3 Ways AI Can Boost a Modern-day Business
Artificial Intelligence (“AI”) has received a lot of media attention. The popular view comes from films like “Terminator” and “I Robot”, but the reality is that it has wormed its way into business to become an integral part of our everyday lives.
What is Artificial Intelligence and how can it help business?
The formal definition of AI is that it is a process that drives systems or machines that mimic human intelligence to perform tasks. A further extension is where an AI System can iteratively learn and improve itself based on experience.
AI in Business
The first step in bringing AI into a business is, as always, to define the business benefits you expect, and to see the resources you will need to implement and maintain an AI environment.
Using AI to assist with the digitising and automation of laborious and time-consuming tasks can benefit a business by redeploying staff towards projects in the long-term business strategy and improving business productivity and profitability.
Three business areas that are turning out to be important today include:
Supply Chain Management
Inventory in a business represents a sizeable investment in the costs of purchasing it, managing it, and selling it. Companies are keen to minimise inventory to reduce costs, but without sacrificing operational flexibility and efficiency.
AI is being used successfully in Distribution Management, formerly a tedious, complex operation that was often subject to human error. Staff can be redeployed to more productive tasks.
For example, Amazon has invested heavily in AI-driven automated supply chain management. After the acquisition of Kiva Systems in 2012, they used Kiva’s expertise, software, and warehouse robots to make quantum improvements in their supply chain management policies and procedures. Currently, they use AI and their robots to manage stock levels and in order fulfilment.
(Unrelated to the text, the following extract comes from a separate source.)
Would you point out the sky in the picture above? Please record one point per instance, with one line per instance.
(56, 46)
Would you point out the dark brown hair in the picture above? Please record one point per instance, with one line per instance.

That’s fine for an organisation of Amazon’s size and reach, but what of smaller businesses? You may not need a warehouse with robots, but you can certainly use software based on an AI engine to detect patterns in stock movement. That allows you to identify slow-moving and redundant stock much earlier than before, allowing you to concentrate on your quicker-moving and more profitable items.
Cash flow improves, stock levels are more accurately recorded and inventory management efficiencies improve.
Using AI in factory floor automation can also boost business performance and productivity.
Big Data Management
A wealth of information Is out there on the Internet about individuals, their buying preferences, and social behaviour. All this is collected and curated by organisations such as Google, Facebook, Internet browsers and social media in general. Google yourself to see just how much is known about you.
Large corporations like Coca-Cola need to use the opinions expressed on social media and use them to identify changing trends in buyers and their experiences to tailor product development, placement and advertising. It is impossible for an individual to mine this ocean of often irrelevant and superficial data to draw out relevant statistics about individual and group behaviour.
And that is where AI has become an indispensable tool in data mining, or as it is called in this context, opinion mining. It is valid not only for large organisations. A smaller business can use AI-based commercial software tools and techniques to improve business processes and generate valuable information about product movements.
Recommendation Engines
In a similar vein to opinion mining, Big Data can be mined to find customer preferences that enable suppliers to personalise the customer experience with focussed and directed purchasing recommendations. That will increase customer retention, and hopefully sales.
AI is increasingly being used to generate recommendations for current and potential customers.
As an example, the New York Times used an AI-driven recommendation engine to create an “AI Gift Concierge” that can customise recommendations. Diners Club and Amex have something similar, and in general, any business could use an AI-driven recommendation engine to move closer to their customers.
Those three are AI applications that are currently in use, and we can expect that as they mature, other application areas will benefit from AI expertise. Combined with Machine Learning, Automation, Natural Language processing, and intelligent voice capabilities, AI will become a major driver in reducing the cost and improving the efficiency of business processes.
For instance, chatbots will improve customer engagement, as can already be seen with chatbots used as intelligent assistants to help desks. They are available 24/7/365, don’t need payroll benefits, work breaks or vacations, and as such are very cost-effective.
On the downside, some commentators are worried that as AI develops and improves in its capabilities, at some point AI devices could become more intelligent than humans. They contend that if that happens, and all indications are that it will, and AI devices become self-replicating, we as a human race will be faced with a real-life “Terminator” event.
In the meantime, businesses can harness AI to continue to evolve in parallel with digital transformation.